LONDON (Reuters) – Euro zone enterprise exercise has contracted sharply this month as renewed restrictions to attempt to quell the unfold of the coronavirus pressured many companies within the bloc’s dominant service business to shut briefly, a survey confirmed on Monday.
The bloc’s financial system is on monitor for its first double-dip recession in practically a decade, a Reuters ballot steered final week, and Monday’s Buying Managers’ Index (PMI) backed up that discovering. [ECILT/EU]
IHS Markit’s flash composite PMI, seen as a very good information to financial well being, fell to 45.1 in November from October’s 50.0 – the precise stage separating progress from contraction. A Reuters ballot had predicted a shallower dip to 46.1.

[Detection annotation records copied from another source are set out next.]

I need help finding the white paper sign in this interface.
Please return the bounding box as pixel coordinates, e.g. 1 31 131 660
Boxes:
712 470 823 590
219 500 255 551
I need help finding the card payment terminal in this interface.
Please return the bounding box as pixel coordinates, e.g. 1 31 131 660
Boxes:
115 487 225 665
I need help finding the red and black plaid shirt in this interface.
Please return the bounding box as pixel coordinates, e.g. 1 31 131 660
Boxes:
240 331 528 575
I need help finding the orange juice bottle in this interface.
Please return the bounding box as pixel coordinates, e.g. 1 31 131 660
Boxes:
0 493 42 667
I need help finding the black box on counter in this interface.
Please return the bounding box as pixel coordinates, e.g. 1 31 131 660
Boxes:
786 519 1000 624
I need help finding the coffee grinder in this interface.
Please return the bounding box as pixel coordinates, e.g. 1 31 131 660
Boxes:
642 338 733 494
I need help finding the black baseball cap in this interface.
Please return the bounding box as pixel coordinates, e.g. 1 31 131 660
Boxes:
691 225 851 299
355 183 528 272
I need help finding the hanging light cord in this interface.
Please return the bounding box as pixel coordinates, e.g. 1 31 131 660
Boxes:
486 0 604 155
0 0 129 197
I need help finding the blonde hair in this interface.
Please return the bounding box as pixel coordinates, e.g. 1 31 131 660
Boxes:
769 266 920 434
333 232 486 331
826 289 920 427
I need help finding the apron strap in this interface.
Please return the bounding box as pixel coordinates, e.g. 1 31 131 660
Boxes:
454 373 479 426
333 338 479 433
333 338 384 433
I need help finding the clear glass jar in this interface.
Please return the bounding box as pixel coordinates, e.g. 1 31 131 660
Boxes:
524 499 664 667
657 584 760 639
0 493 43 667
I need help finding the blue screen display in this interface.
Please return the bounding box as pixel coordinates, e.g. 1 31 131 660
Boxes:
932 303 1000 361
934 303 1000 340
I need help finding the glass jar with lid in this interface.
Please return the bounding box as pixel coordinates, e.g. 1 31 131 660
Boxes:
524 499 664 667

“The euro zone financial system has plunged again right into a extreme decline in November amid renewed efforts to quash the rising tide of COVID-19 infections,” mentioned Chris Williamson, chief enterprise economist at IHS Markit.
“The information add to the probability that the euro space will see GDP contract once more within the fourth quarter.”
A PMI protecting the service business fell to 41.3 from 46.9, its weakest studying because the peak of the primary wave of the pandemic and properly under the 42.5 predicted in a Reuters ballot.
With demand drying up regardless of worth cuts and backlogs of labor being run down, companies lowered headcount for a ninth month. The companies employment index fell to 48.1 from 48.5.
Nevertheless, manufacturing has fared higher as many factories have remained open and its flash PMI held properly above the breakeven mark at 53.6 in November, albeit under October’s 54.8. The Reuters ballot had predicted 53.1.
An index measuring output, which feeds into the composite PMI, fell to 55.5 from 58.4. Demand additionally eased – the brand new orders index sank to 54.0 from 58.7 – indicating the downward pattern could proceed.
However with hopes for a vaccine and expectations for extra stimulus from the European Central Financial institution subsequent month, optimism concerning the yr forward improved. The composite future output index jumped to 60.1 from 56.5, its highest since February earlier than the pandemic swept throughout Europe.
“Companies throughout each manufacturing and companies have additionally develop into extra optimistic concerning the yr forward, largely reflecting rising hopes that the current encouraging information on vaccines will enable life to return to regular within the new yr,” Williamson mentioned.